Tesadüfen diyoruz ama PYD’nin ABD ve AB ülkeleri tarafından “IŞİD’e karşı savaşan tek güç” denerek desteklenmesinden sonra Tel Abyad’la birlikte Güneydoğu sınırımızın büyük kısmının Rojova “Özerk Suriye Kürdistanı” haline getirilmesi tesadüf değil.
“Kobani’de PYD-IŞİD savaşıyor” dendiği günlerde bile IŞİD’in Türkiye sınırına yakın bölgede elinde tuttuğu önemli yerleşim yerlerini fazla zorluk yaratmadan PYD’ye terk ettiği” söylentileri vardı.
Barzani anlaşması
O sıralarda Suriye’de Barzani’nin çağrısı ve organizasyonuyla PYD ve Rojova’daki diğer Kürt gruplar toplandılar ve “ortak yönetim, ortak güç” oluşturduklarını bildiren Duhok Anlaşması isimli bir anlaşma imzalayarak 3 kantonu “Rojova Kürdistanı” olarak ilan ettiler. Şimdi bunlara Tel Abyad da katılmıştır.
Kısacası onlarla dönüşümlü olarak saldırı yapan IŞİD’in “birbirinden farksız olan PYD ve PKK” ile ilişkisi belli değildir.
Batı desteği için…
Bu noktada Başbakan Davutoğlu’nun birkaç gün önce iki ayrı konuşmasında vurguladığı “PYD-IŞİD ve Esad masaya oturdu ve anlaştı. Elimizde belgesi var” sözlerini hatırlamak gerekiyor.
Hemen arkasından yine Başbakan’ın “Türkiye’ye dönük terör saldırısı tek kaynaktan gelmiyor, birçok kaynaktan geliyor” sözleri de düşünülmelidir.

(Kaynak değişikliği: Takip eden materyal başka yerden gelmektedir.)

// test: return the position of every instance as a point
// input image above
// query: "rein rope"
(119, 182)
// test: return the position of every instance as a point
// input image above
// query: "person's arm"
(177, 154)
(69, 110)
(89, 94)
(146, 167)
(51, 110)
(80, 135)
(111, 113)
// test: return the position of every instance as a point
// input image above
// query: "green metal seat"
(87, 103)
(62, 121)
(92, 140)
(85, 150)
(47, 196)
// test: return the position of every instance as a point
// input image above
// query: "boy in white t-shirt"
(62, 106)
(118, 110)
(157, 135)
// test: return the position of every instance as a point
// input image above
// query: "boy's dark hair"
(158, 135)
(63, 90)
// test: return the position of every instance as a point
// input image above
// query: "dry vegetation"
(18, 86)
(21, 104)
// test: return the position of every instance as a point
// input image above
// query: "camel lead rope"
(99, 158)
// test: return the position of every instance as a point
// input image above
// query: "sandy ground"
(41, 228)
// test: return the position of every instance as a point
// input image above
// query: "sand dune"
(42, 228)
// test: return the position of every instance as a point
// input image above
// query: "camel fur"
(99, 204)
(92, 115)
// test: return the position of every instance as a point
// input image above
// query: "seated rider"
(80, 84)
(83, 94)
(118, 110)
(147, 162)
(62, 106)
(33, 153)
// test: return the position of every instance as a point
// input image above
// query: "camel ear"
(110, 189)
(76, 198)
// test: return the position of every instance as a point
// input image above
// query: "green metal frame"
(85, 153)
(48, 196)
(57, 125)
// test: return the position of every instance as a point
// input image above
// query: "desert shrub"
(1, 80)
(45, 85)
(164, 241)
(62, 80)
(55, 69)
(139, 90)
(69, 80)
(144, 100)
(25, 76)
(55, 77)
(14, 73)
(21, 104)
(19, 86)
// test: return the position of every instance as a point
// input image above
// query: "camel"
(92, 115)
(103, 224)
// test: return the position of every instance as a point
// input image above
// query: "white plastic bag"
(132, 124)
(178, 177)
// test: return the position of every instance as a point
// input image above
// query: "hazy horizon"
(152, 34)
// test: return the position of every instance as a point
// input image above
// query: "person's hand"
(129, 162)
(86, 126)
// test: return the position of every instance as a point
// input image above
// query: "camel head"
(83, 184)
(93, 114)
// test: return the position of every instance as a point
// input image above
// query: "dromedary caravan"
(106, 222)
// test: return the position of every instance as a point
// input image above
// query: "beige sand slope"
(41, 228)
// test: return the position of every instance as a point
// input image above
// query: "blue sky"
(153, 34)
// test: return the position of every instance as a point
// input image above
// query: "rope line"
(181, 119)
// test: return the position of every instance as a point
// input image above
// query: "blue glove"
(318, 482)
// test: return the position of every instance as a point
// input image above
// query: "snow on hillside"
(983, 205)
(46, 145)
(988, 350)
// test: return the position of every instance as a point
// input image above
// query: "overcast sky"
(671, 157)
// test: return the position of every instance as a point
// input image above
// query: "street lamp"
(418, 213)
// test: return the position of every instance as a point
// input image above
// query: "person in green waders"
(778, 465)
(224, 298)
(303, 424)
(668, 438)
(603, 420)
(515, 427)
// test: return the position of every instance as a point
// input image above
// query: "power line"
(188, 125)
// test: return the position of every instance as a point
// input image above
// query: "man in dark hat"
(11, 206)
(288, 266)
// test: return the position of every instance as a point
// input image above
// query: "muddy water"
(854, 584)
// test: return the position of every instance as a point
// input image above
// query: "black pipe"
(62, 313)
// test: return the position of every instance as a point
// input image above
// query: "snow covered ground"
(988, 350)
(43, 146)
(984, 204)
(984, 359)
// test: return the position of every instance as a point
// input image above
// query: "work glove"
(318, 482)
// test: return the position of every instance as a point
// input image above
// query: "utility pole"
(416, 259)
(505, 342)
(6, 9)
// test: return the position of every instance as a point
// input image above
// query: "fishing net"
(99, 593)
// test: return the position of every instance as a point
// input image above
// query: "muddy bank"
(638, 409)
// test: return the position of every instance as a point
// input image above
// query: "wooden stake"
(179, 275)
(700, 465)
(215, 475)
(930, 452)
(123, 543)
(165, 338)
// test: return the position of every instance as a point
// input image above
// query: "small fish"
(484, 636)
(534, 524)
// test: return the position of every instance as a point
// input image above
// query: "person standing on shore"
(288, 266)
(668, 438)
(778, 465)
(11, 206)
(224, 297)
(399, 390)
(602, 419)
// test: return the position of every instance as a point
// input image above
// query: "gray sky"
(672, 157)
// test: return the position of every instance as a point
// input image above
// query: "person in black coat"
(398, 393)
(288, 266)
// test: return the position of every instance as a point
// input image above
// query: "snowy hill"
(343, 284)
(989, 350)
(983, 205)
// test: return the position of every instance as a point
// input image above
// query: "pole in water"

Bu iki hatta “PKK ile birlikte üç örgüt” nasıl bir ilişki içinde?
“Kobani’de savaşıyorlar” dendiği günlerde de bir yanıltma, Esad’ın ve Barzani’nin de içinde olduğu ve Batı’nın desteğini sağlayacak bir plan mı söz konusuydu?
Türkiye’nin Suriye iç savaşının başından itibaren muhaliflerin yanında “taraf” olması sonunda zaten Kuzey illerini PYD’ye bırakarak çekilen Esad’ın kendisiydi.
Bunlar ve Rusya’nın her şart altında Esad’ın yanında olacağı birlikte düşünülerek uygulamakta olduğumuz politika dikkatle gözden geçirilmelidir. Şehit verdiğimiz terör saldırıları aynı hızla sürüyor ve Başbakan’ın dediği gibi “terör kaynağı tek değil, örgütler birlikte” ve ortak bir proje için verilen desteklerle hareket ediyor.
Türkiye içinden çıkılamayacak bir noktaya sürüklenmesin!